Learn about our methodology, data sources, and the team behind Property Analytics London.
Property Analytics uses a cross-sectional factor-based approach to analyse the London real estate market, similar to those widely used in equity market analysis. This methodology allows us to decompose property returns into specific factors that drive market prices.
Our model was developed through rigorous statistical analysis of London property transaction data from 1995. We employed multiple regression techniques to identify the key factors that consistently explain variations in property prices across different market cycles.

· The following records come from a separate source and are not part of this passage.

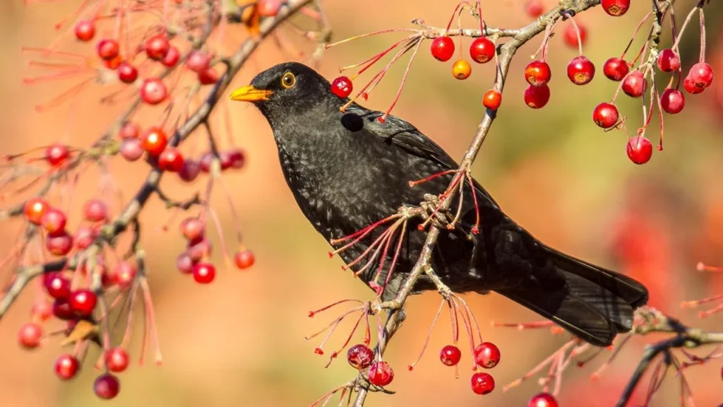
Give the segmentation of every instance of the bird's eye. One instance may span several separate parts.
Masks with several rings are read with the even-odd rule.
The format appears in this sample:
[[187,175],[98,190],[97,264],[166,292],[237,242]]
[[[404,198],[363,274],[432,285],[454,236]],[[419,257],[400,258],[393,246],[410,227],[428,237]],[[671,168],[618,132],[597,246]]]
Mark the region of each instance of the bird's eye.
[[296,84],[296,77],[294,76],[293,73],[286,72],[281,77],[281,86],[283,86],[286,89],[294,88],[294,85]]

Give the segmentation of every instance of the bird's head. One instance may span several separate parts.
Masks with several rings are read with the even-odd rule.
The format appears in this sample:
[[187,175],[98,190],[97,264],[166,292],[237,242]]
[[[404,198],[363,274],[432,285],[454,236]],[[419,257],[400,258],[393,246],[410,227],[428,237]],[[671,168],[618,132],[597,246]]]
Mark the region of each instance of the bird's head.
[[256,75],[250,85],[232,92],[231,99],[253,103],[273,126],[275,122],[303,117],[326,106],[334,105],[338,109],[339,98],[330,86],[329,81],[313,69],[298,62],[286,62]]

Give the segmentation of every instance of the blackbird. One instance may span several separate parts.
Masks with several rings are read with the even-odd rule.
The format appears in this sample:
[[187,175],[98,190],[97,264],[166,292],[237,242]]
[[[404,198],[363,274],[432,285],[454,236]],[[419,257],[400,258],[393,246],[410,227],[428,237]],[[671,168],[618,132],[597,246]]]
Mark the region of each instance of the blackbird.
[[[328,241],[402,208],[424,203],[435,208],[433,197],[447,189],[458,168],[442,148],[401,119],[390,115],[380,120],[382,112],[356,103],[341,112],[348,99],[335,96],[325,78],[302,64],[271,67],[231,98],[252,102],[268,121],[294,197]],[[445,171],[410,187],[410,180]],[[452,230],[442,228],[432,252],[432,267],[442,282],[455,293],[499,293],[597,346],[609,345],[617,332],[632,329],[633,310],[648,301],[645,286],[544,245],[505,215],[479,183],[468,180],[475,193],[464,186],[460,220]],[[457,193],[450,212],[456,211],[458,199]],[[437,225],[450,217],[429,212]],[[341,251],[341,257],[355,272],[363,270],[359,277],[367,285],[382,288],[382,300],[391,299],[419,258],[427,232],[418,226],[424,220],[410,219],[403,236],[400,232],[401,238],[382,245],[388,250],[376,259],[370,255],[374,250],[363,254],[375,248],[388,225],[372,229]],[[364,268],[367,261],[374,264]],[[423,274],[414,288],[418,293],[437,287]]]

Decomposing returns into factors can be done in mainly three ways: a purely statistical approach, time-series regression, and cross-sectional regression. The first one is hard to interpret, and the second one requires knowing the factor returns a priori. The third one is the most powerful and therefore widely used for stocks. All it requires is knowing the characteristics of each property and regressing the prices on those to derive the factor returns. Fortunately, this is very easy for properties where we can use, for example, the number of rooms, but it's somewhat harder for stocks.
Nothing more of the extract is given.